“Ya sudah, sekarang kamu silahkan balik ke depan. Jika dirasa kamu kembali lemah, jangan ditahan-tahan. Istriahat. Dari pada kamu pingsan, nanti yang kena marah sama mama”
Kembali aku tersenyum kaku kearah pak Satria. Setelah itu aku berdiri dan berpamitan kepada beliau untuk ke depan. Ketika pintu ruang kerja pak Satria sudah ku tutup, aku menghembus nafas panjang
“Ya Tuhan gimana caranya aku bawa mas Rafli ke rumah mama. Sedang sejak kemarin saja pesan dan telepon aku nggak ada yang diangkatnya”

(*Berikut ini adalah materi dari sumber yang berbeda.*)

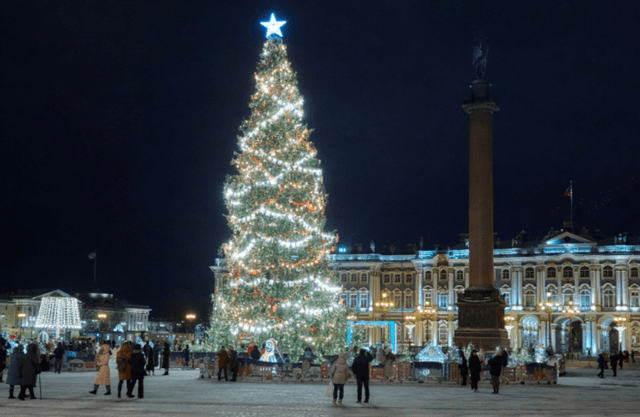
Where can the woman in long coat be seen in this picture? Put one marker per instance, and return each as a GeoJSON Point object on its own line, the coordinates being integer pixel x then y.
{"type": "Point", "coordinates": [122, 360]}
{"type": "Point", "coordinates": [103, 377]}
{"type": "Point", "coordinates": [166, 353]}
{"type": "Point", "coordinates": [13, 374]}
{"type": "Point", "coordinates": [339, 374]}
{"type": "Point", "coordinates": [29, 370]}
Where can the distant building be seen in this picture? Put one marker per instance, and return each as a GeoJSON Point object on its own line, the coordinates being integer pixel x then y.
{"type": "Point", "coordinates": [599, 277]}
{"type": "Point", "coordinates": [101, 315]}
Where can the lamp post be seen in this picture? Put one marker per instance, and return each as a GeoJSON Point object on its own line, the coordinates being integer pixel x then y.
{"type": "Point", "coordinates": [382, 307]}
{"type": "Point", "coordinates": [509, 324]}
{"type": "Point", "coordinates": [620, 326]}
{"type": "Point", "coordinates": [427, 313]}
{"type": "Point", "coordinates": [548, 307]}
{"type": "Point", "coordinates": [570, 313]}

Kembali aku menghembus nafas panjang dan terburu berjalan ke depan ketika kulihat Leo berjalan ke arahku, dan aku yakin dia mau ke ruangan pak Satria. Aku hanya tersenyum sekilas kearah Leo ketika kami berpapasan. Dan begitu sampai depan, aku langsung duduk di bagian ku. Mengambil id card, dan menjepitnya di seragamku
“Kena marah?” lirih Tika
Aku menggeleng
“Nggak mungkinlah kena marah, kan pak Satria tahu Rara sakit” timpal Okta yang kujawab dengan anggukan setuju dan tersenyum manis ke arahnya
“Kalo capek bilang ya Ra. Jangan kaya kemarin” ucap Tika lagi yang aku jawab dengan mengiyakannya
Setelah itu pekerjaan langsung dimulai, dan aku sama sekali tidak merasa kelelahan ataupun dadaku tiba-tiba sakit atau nafasku yang tiba-tiba sesak. Semuanya berjalan lancar. Dan aku tahu beberapa kali pak Satria terlihat keluar dan seolah-olah bertanya pada para CS itu sebenarnya ingin melihat keadaanku
Dan itu membuatku semakin bersyukur betapa aku dikelilingi oleh orang-orang baik yang begitu memperhatikan keadaanku. Ketika jam istirahat, ketika kami akan ke ruangan makan, karena memang biasanya makan siang kami, kami minta tolong pada office boy untuk membelikan, pak Satria kembali keluar dan memanggilku
“Kamu makan makanan ini saja” ucapnya sambil menyerahkan kantong kresek ke arahku
“Mama yang ngirim” tambah beliau ketika aku menerima kresek tersebut
“Mama kesini pak?”
Pak Satria menggeleng
“Leo tadi yang bapak suruh ambil ke rumah mama karena mama nelepon, katanya masak masakan kesukaan kamu”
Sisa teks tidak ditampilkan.